- Origin: Manchester, England
- Genres: Art rock; Indie folk; Indie rock;
- Years active: 2024–present
- Labels: Dirty Hit; Memorials of Distinction;
- Members: Esmé Lark; Theo Murchie; Claire Sun; Euan McNeill; James Ballarò;
- Website: truthpaste.band

= Truthpaste =

Truthpaste is an English rock band formed Manchester and now based in London. The band is composed of vocalist and saxophonist Esmé Lark; bassist, guitarist, and vocalist Euan McNeill; guitarist and vocalist Theo Murchie; violinist and vocalist Claire Sun; and guitarist, synth, and lapsteel player James Ballarò. Their sound has been described as a mixture of folk, pop, and electronic music.

== History ==
The band met whilst they were all at university in Manchester.

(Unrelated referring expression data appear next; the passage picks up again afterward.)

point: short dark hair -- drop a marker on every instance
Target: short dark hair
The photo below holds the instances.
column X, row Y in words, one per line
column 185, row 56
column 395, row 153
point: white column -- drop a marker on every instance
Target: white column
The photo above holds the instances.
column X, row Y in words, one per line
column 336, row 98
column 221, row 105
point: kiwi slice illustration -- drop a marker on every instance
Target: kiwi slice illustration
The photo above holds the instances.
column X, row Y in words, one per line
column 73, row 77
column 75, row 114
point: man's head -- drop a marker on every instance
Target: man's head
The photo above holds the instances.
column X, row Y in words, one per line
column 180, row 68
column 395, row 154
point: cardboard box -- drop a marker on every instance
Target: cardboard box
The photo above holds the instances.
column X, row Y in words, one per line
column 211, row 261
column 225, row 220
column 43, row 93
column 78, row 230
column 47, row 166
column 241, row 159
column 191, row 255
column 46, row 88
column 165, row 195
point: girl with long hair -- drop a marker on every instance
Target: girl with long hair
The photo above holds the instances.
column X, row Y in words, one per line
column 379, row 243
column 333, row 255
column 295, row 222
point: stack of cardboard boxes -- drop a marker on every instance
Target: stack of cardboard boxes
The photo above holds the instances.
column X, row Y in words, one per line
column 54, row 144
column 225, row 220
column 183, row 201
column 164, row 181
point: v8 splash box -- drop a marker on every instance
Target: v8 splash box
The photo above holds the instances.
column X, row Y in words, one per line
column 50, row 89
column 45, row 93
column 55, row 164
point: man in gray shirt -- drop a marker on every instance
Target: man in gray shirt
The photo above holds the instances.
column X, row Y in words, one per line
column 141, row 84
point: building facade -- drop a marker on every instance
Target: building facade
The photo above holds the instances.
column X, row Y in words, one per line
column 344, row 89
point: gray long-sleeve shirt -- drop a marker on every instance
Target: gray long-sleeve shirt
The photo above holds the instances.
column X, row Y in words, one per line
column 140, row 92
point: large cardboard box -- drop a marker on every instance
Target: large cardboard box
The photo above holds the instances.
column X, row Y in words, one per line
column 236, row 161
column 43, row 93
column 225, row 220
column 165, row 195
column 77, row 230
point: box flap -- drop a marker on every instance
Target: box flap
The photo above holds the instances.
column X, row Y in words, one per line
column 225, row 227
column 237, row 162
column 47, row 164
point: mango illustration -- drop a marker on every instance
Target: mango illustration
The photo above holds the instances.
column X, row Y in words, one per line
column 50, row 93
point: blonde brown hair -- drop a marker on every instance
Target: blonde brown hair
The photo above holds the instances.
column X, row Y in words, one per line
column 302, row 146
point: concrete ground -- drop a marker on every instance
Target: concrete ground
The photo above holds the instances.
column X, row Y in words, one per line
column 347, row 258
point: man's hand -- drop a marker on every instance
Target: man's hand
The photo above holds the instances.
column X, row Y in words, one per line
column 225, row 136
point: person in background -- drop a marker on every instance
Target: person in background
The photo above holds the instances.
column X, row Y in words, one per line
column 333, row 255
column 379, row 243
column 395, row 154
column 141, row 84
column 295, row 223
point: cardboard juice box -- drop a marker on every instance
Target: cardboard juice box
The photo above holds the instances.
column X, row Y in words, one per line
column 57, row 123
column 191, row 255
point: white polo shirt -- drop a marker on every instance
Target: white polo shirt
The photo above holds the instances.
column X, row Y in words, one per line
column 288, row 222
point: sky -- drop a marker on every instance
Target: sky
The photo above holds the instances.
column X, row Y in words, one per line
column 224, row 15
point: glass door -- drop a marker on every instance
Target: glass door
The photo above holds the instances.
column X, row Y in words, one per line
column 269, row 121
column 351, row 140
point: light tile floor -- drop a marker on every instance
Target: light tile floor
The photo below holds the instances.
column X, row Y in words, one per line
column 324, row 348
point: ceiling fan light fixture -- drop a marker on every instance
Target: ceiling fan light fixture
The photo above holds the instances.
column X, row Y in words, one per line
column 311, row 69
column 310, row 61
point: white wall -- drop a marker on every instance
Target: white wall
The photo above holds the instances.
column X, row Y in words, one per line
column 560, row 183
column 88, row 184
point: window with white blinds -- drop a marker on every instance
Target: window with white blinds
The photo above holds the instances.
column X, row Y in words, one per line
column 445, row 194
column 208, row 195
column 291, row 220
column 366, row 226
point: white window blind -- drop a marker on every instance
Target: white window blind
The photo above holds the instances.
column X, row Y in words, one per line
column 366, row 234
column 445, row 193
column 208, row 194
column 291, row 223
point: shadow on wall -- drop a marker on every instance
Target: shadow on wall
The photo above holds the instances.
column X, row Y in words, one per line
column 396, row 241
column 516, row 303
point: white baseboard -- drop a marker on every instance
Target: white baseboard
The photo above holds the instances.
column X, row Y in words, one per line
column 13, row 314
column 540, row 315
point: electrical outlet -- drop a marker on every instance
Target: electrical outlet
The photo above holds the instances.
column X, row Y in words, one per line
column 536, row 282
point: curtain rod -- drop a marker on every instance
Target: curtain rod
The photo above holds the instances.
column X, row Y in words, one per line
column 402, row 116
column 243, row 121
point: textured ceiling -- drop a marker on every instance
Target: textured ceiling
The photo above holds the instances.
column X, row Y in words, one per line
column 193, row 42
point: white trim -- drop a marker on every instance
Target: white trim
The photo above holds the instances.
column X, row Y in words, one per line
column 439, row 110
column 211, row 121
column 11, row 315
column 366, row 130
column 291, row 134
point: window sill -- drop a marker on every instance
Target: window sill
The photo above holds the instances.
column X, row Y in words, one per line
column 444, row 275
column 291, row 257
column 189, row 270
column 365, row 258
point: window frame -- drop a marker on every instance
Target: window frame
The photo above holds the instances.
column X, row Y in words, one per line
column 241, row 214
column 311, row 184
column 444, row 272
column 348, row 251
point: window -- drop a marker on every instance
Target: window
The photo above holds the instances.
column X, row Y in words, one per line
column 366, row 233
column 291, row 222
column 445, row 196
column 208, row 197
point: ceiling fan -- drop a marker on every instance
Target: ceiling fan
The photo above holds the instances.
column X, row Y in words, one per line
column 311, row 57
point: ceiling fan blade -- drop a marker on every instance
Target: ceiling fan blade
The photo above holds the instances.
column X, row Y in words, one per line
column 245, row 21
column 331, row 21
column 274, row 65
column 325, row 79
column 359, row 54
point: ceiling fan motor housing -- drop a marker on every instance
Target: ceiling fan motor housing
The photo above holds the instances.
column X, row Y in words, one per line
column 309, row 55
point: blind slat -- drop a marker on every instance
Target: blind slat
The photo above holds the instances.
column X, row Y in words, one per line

Before the band was formed, Murchie was in a band called Rattletooth—who who recorded an album with Nathan Shawyer, the producer of I Don't Know Either—Ballarò and Murchie were in a band called Drivers, Lark was in a band called the Herbs, and Sun was a DJ under the moniker DJ ford fiesta.

In March 2025, the band released their debut single "See You Around", which Steve Lamacq called "one of his favourite releases of the 2025". It was followed by the single "Bleary Eyes", in September 2025.
In April 2026, they release their debut EP I Don't Know Either, which had singles "Bus Song" and "Friendship Is The Truth".